There are two arms to Sir Richard Branson’s space endeavours – Virgin Orbit which launches commercial satellites into space and Virgin Galactic, which offers ninety-minute space flights for over US$ 250,000 each.
With only two space test flights under its belt, Galactic has over 600 people signed up — including pop star Justin Bieber and actor Leonardo DiCaprio — representing about US$ 80m in pre-paid sales.
But yesterday there was bad news for the other of Branson’s space endeavours, as Virgin Orbit, which uses a rocket slung underneath the wing of a Boeing 747 to fire satellite payloads into space from 35,000 feet, failed to get that launch rocket into orbit during its very first airborne test.
This was how Virgin Orbit announced the bad news on Twitter:
Orbit’s setback doesn’t directly affect the Galactic VIP side of the business. Except that, in reality, it does. Firstly it’s a huge emotional downer and plays into some of the negativity surrounding Branson’s space initiatives that has been curated by Private Eye and others in the media, with long memories. Some paying customers bought in as long ago as December 2009.
Secondly, it’s an unwelcome reminder of Galactic’s own fatal crash in 2014, when pilot error and inadequate safety controls underlined just how much close to the safety cliff-edge any new space endeavour has to pass.
Thirdly a successful launch would have helped release payment on a number of Orbit’s commercial satellite launch contracts that could only have assisted with Galactic’s own route to launch. Orbit had said before Monday’s launch failure they hoped to ‘quickly pivot’ to commercial operations and that its second rocket was in the final stages of being built in its manufacturing plant near Los Angeles. A payload from NASA is supposed to be Orbit’s first commercial launch along with a group of satellites for universities in the US.
In fact, thanks to the coronavirus, the rocket failure could not have come at worse time. Virgin Group is battling acute liquidity issues in their better-known mature businesses, including the two Virgin airlines. So bad is this that earlier in the month the group sold twenty percent of its shareholding, or 25m shares, in Virgin Galactic [NYSE ticker SPCE] to secure US$ 366m for other parts of the Virgin empire. Virgin still has a 40 percent stake.

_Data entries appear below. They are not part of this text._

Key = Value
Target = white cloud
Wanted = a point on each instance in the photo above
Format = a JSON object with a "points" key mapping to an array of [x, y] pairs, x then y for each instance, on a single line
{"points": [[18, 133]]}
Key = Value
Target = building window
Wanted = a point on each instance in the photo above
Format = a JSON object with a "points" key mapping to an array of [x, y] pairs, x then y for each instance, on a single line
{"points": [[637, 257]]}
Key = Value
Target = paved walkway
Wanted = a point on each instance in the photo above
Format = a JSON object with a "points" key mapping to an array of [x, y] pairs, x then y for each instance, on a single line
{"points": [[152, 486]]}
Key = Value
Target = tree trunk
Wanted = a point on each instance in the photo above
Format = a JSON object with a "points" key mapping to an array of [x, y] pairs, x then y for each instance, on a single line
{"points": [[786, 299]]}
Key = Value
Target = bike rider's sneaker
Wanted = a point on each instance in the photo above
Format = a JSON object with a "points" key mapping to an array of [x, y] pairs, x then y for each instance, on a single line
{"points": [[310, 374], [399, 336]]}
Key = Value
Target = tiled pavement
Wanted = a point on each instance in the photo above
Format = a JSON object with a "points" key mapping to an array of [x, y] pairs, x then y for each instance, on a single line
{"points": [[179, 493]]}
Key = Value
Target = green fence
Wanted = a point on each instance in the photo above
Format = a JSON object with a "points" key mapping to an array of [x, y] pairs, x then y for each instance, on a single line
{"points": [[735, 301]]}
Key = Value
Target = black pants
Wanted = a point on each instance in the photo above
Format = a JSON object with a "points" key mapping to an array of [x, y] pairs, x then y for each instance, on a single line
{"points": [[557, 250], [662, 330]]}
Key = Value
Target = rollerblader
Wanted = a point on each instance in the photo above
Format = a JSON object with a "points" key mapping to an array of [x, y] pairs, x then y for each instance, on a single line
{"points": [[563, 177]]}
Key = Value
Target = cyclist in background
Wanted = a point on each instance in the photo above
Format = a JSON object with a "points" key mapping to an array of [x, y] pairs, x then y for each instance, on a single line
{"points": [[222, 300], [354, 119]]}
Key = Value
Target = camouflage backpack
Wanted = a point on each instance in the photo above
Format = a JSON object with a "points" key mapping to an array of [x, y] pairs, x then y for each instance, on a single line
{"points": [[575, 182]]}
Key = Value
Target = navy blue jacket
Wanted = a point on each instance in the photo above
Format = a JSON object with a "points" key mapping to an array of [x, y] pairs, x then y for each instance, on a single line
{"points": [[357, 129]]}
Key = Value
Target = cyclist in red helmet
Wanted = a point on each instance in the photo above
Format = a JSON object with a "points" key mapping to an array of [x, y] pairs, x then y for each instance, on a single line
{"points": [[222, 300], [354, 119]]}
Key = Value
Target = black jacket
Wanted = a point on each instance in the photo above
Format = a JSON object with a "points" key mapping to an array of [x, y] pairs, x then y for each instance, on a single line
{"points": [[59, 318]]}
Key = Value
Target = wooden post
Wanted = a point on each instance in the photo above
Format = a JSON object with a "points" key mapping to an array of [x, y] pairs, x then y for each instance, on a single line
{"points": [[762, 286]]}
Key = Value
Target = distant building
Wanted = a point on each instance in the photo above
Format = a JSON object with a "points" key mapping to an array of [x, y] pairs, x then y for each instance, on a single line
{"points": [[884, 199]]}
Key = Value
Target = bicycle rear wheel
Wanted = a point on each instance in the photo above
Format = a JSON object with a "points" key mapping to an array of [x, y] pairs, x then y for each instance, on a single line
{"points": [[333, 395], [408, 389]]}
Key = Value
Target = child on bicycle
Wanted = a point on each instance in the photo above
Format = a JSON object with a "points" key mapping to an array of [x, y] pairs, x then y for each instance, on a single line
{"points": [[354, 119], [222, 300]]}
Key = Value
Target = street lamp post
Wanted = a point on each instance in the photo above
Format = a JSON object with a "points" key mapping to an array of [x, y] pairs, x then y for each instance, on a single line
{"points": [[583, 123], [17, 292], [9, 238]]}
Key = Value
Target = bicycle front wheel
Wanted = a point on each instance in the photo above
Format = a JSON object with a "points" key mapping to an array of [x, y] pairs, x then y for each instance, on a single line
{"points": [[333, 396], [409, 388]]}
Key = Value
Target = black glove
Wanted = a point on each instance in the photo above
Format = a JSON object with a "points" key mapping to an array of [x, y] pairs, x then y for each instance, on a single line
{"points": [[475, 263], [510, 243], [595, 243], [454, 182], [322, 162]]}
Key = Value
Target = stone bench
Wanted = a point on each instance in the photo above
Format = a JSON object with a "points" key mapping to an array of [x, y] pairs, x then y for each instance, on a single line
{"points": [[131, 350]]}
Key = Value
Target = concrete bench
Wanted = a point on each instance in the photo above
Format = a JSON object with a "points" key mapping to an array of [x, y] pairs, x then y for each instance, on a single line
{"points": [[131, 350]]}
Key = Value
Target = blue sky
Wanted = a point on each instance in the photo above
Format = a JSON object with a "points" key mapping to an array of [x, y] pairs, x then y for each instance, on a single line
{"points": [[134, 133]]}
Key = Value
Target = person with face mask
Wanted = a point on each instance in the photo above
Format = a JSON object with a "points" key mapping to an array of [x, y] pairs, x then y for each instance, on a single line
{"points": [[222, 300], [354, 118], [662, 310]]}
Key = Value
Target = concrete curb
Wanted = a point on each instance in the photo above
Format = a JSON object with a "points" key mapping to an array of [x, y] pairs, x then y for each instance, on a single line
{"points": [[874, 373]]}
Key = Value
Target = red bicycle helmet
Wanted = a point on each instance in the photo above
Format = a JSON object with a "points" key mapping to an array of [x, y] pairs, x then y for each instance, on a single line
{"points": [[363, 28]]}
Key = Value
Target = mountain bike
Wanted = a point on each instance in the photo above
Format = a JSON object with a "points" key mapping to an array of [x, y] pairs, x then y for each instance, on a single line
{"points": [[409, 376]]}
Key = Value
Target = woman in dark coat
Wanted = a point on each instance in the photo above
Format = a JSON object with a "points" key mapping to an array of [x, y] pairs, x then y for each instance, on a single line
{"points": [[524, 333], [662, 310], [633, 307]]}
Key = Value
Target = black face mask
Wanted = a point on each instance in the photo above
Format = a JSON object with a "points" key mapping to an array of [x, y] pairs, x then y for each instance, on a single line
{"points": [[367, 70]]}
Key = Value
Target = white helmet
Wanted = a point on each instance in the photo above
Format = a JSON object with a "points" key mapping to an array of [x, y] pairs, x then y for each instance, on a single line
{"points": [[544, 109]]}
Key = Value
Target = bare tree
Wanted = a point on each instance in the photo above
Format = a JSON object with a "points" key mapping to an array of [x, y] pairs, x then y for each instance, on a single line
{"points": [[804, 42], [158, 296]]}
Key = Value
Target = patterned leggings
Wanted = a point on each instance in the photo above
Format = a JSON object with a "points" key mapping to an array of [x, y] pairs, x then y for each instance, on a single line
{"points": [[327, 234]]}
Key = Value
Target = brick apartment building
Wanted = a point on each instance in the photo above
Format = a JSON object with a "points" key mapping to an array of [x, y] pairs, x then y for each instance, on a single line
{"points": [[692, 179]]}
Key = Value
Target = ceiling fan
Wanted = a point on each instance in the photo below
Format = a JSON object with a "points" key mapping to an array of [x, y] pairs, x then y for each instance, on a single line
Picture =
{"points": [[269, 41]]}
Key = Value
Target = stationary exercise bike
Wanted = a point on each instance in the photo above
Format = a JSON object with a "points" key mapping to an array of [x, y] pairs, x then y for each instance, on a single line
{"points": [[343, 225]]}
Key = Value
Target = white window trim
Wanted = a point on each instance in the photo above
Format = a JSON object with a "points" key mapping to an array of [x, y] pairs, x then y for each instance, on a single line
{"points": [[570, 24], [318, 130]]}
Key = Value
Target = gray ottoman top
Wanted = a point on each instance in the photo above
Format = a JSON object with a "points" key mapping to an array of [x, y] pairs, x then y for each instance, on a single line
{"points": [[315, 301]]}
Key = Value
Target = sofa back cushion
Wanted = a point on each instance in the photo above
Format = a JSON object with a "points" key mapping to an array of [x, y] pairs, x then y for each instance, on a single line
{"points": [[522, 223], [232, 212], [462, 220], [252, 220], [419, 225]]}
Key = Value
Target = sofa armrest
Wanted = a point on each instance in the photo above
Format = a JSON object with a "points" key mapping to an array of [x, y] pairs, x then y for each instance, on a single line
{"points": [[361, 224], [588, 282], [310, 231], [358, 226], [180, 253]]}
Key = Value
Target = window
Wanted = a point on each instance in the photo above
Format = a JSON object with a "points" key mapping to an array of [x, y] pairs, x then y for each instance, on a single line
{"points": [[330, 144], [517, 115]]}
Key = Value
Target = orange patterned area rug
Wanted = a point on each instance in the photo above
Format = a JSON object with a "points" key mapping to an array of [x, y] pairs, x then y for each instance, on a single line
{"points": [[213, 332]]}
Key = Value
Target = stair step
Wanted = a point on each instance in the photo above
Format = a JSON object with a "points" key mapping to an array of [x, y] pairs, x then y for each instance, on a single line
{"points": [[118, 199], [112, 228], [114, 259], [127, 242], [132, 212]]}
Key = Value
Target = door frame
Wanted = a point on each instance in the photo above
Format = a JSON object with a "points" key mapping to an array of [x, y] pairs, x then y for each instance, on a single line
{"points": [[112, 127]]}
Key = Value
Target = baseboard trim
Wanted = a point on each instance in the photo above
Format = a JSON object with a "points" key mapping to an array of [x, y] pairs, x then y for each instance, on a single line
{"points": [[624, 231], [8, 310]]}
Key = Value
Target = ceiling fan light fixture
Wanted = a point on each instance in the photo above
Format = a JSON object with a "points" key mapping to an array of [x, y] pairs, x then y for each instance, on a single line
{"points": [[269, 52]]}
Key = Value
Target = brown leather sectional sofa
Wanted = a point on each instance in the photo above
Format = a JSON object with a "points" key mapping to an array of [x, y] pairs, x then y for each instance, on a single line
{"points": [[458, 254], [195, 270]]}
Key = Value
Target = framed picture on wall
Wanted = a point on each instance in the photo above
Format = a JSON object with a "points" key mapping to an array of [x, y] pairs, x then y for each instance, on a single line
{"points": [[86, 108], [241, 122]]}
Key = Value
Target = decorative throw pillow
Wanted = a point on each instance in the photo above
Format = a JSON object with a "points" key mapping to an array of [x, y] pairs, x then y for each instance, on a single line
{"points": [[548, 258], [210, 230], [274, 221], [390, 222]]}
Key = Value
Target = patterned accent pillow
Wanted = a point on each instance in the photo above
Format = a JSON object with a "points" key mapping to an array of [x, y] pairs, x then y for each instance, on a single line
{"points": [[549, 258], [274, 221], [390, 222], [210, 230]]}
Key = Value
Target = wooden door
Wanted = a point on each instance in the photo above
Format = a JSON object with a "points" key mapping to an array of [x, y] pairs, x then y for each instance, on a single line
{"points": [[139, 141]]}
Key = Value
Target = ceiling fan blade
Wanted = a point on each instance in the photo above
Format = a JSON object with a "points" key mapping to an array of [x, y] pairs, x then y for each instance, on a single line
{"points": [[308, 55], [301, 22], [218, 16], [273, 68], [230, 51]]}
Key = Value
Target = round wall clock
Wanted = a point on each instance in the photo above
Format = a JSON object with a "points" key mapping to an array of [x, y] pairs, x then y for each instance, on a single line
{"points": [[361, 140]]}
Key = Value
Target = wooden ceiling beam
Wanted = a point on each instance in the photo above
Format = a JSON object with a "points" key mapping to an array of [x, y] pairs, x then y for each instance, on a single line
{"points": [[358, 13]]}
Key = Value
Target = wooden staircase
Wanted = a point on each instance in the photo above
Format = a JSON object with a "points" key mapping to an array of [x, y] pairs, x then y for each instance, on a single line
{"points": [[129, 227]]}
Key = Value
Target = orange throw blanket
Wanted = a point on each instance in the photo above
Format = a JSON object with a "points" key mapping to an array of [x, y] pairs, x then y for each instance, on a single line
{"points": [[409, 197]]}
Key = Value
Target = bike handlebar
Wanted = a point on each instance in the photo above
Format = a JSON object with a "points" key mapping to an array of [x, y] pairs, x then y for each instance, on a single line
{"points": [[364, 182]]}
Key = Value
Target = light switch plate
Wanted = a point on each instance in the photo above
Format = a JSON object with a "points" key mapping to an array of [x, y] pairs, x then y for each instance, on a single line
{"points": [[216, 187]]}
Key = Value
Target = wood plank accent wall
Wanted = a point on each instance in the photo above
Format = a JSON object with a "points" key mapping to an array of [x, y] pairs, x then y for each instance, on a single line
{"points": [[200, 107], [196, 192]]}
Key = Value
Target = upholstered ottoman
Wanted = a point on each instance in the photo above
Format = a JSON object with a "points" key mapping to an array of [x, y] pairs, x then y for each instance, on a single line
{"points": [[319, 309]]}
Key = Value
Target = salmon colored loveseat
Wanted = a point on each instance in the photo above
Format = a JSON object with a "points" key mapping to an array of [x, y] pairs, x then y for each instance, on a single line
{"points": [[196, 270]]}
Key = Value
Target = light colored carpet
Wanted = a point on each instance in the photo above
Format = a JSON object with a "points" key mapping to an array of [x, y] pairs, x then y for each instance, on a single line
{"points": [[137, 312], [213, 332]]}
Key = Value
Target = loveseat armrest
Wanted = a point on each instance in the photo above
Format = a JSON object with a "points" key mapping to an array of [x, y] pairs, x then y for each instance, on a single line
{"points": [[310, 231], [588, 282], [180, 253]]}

All of that needs to be placed into a wider context though. In November 2018 UBS picked Space as one of the best long-term investment sectors available: ‘the space economy is reaching an inflection point and is poised to grow from US$ 340bn currently to almost US$ 1trn in the next couple of decades’.
From the investment prospectus, Virgin Galactic’s promise to investors is a profit margin of 65% on each commercial flight, approx. US$ 160,000 profit on a US$ 250,000 space-flight VIP ticket or US$ 975,000 profit with a full payload of six paying passengers.
Passengers will get to see the curvature of Earth against the blackness of space and experience a few minutes of weightless before coming back down for a runway landing.
The purchase price includes the astronaut training process which takes three days, with the flight on the fourth. Preparation includes ‘high G training’.
According to Space.com, two more SpaceShipTwo vehicles are currently being built in Mojave, and others will likely follow; the company's hangar at Spaceport America can accommodate five SpaceShipTwos and two WhiteKnightTwos simultaneously.
In reporting the reversal for Virgin Orbit, the Financial Times noted that the first full trials for new rocket systems often fail, and Virgin Orbit had lowered expectations ahead of Monday’s mission.
‘Before Monday’s mishap, Virgin Orbit executives said that even an incomplete test could yield plenty of valuable information. They hoped to learn from a number of stages of the flight, from releasing the rocket and igniting its engines to firing the second stage and seeing it release its payload. “As we said before the flight, our goals today were to work through the process of conducting a launch, learn as much as we could, and achieve ignition,” the company tweeted. “We hoped we could have done more, but we accomplished those key objectives today.”’
In terms of a first scheduled flight for those commercial passengers, Virgin Galactic has no news. The prospectus talked about Q1/Q2 this year which means a further delay. What is obvious to see is that the Virgin Galactic’s space operation is relocating to Spaceport America, as their hub, away from the original testing base in the Mojave Desert.
Just before Christmas last year, the local newspaper for Spaceport America caught up with retiree Sally Krusing from Tucson, Arizona, who had purchased her ticket to ride back in 2013. She was happy to wait, commended Virgin’s exceptional customer service, and made clear that if she had a change of mind the terms and conditions of her contract allowed her a full refund.
In the meantime, in footage released just last week, we got to see SpaceShipTwo make her first solo flight to and from Spaceport America which happened on May 1.